RNA therapeutics offer advantages as they enter the cell’s cytoplasm ready to take over its protein manufacturing machinery, whereas DNA therapeutics, such as gene therapy and gene editing technologies, must penetrate the cell’s nucleus to modulate genes and risk altering the genome.
The report discusses the vast potential RNA therapeutics could have owing to the variety of different mechanisms they use to combat disease – resulting in the up- or down-regulation of certain proteins in a cell.
RNA therapeutics include antisense and RNAi – which are short interfering RNA (siRNA) and microRNA (miRNA) – messenger RNA (mRNA), self-amplifying mRNA (samMRNA) and small activating RNA (saRNA), as well as the alternative strategy of using small molecules as modulators of RNA.
Emphasising the impact they could have during the next decade, Arrakis CEO, Michael Gilman, PhD observed: “85% of the human genome is transcribed into RNA and only 3% translates into proteins, many of which cannot be targeted by existing treatment modalities."
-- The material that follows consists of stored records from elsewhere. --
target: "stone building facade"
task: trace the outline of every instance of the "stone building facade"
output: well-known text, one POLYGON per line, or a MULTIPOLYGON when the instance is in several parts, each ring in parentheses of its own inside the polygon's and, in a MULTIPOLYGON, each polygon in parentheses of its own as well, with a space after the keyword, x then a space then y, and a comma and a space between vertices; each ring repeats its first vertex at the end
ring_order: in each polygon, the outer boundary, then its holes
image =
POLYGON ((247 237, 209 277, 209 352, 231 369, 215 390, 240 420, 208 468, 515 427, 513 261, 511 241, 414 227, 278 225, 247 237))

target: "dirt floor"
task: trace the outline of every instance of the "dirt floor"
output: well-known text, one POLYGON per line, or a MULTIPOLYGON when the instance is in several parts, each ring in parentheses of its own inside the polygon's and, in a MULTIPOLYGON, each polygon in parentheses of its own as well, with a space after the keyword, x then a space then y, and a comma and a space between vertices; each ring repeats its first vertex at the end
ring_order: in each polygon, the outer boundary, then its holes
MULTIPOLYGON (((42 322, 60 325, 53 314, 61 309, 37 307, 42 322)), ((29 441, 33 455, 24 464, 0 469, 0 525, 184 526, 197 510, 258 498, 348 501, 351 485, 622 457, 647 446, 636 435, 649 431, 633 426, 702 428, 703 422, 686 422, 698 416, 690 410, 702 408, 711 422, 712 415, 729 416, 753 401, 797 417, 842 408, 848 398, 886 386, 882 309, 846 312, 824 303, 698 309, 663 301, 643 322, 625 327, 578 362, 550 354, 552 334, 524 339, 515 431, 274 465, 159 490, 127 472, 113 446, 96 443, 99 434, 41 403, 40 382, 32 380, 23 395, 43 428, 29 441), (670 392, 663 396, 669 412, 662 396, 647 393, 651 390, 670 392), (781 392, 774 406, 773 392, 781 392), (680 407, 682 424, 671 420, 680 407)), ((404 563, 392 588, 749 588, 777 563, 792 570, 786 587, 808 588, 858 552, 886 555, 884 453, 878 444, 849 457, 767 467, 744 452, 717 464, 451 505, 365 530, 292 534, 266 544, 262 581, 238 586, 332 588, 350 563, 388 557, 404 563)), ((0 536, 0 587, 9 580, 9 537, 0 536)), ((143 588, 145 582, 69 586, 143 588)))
“So, between these undruggable proteins and all the emerging biology of noncoding RNAs, there is a lot of disease biology that remains beyond our reach,” Gilman explained. “By directly targeting RNA, we can bring that biology into play for patients.”
To explore the potential and scope of RNA therapeutics, WuXi Xpress spoke with Habib, Gilman and the leaders of four other companies developing medicines targeting RNA: Keith Blundy, PhD, CEO of STORM Therapeutics; Karin Jooss, PhD, Executive Vice President and Chief Scientific Officer of Gritstone Oncology; Patrick Lu, PhD, founder, President and CEO of Sirnaomics; and Roel Schaapveld, CEO of InteRNA Technologies.
The findings are available online from the WuXi Xpress website.